KAKT
- Phoenix, Oregon; United States;
- Broadcast area: Medford–Ashland, Oregon
- Frequency: 105.1 MHz (HD Radio)
- Branding: 105.1 The Wolf

Programming
- Format: Country
- Subchannels: HD2: Classic country "95.1 The Wolf"; HD3: News/talk "99.5 KCMX";

Ownership
- Owner: Stephens Media Group; (SMG-Medford, LLC);
- Sister stations: KBOY-FM, KCMX-FM, KTMT, KTMT-FM

History
- First air date: 1991 (as KHUG-FM)
- Former call signs: KHUG-FM (1984–1996)
- Call sign meaning: Similar to "cat" (transposed, former branding)

Technical information
- Licensing authority: FCC
- Facility ID: 17573
- Class: C1
- ERP: 52,000 watts
- HAAT: 166 meters (545 ft)
- Transmitter coordinates: 42°25′41″N 123°0′4″W﻿ / ﻿42.42806°N 123.00111°W
- Translators: 104.7 K284AE (Ashland) 104.7 K284AF (Grants Pass) HD2: 95.1 K236CI (Medford) HD3: 99.5 K258DB (Phoenix)

Links
- Public license information: Public file; LMS;
- Webcast: Listen Live; Listen Live (HD2); Listen Live (HD3);
- Website: thewolf1051.com; thewolf951.com (HD2); kcmxam.com (HD3);

= KAKT =

Radio station in Phoenix, Oregon

KAKT (105.1 FM, "The Wolf") is a radio station broadcasting a country music format. Licensed to Phoenix, Oregon, United States, the station serves the Medford-Ashland area.
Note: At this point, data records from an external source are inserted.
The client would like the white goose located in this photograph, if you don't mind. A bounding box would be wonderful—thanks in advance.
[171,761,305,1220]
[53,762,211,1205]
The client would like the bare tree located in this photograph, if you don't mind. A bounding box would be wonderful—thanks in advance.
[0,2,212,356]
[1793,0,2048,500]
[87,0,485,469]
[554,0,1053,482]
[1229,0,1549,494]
The station is currently owned by Stephens Media Group, through licensee SMG-Medford, LLC.

Syndicated programming includes After Midnite with Blair Garner hosted by Blair Garner from Premiere Radio Networks.

==Translators==
KAKT broadcasts on the following translators:

Broadcast translators for KAKT
| Call sign | Frequency | City of license | FID | ERP (W) | Class | FCC info |
|---|---|---|---|---|---|---|
| K284AE | 104.7 FM | Ashland, Oregon | 17572 | 80 | D | LMS |
| K284AF | 104.7 FM | Grants Pass, Oregon | 17570 | 100 | D | LMS |

Broadcast translator for KAKT-HD2
| Call sign | Frequency | City of license | FID | ERP (W) | Class | FCC info |
|---|---|---|---|---|---|---|
| K236CI | 95.1 FM | Medford, Oregon | 138950 | 115 | D | LMS |

Broadcast translator for KAKT-HD3
| Call sign | Frequency | City of license | FID | ERP (W) | Class | FCC info |
|---|---|---|---|---|---|---|
| K258DB | 99.5 FM | Phoenix, Oregon | 60309 | 11 | D | LMS |

==HD Radio==
On April 15, 2019, KAKT launched a classic country format on its HD2 subchannel, branded as "95.1 The Wolf"; the branding refers to its carriage on translator K236CI (95.1 FM).

The HD3 subchannel and K258DB (99.5 FM) carry a news/talk format; this programming had been heard on KCMX (880 AM) prior to its shutdown in 2023, and continues to be branded "99.5 KCMX".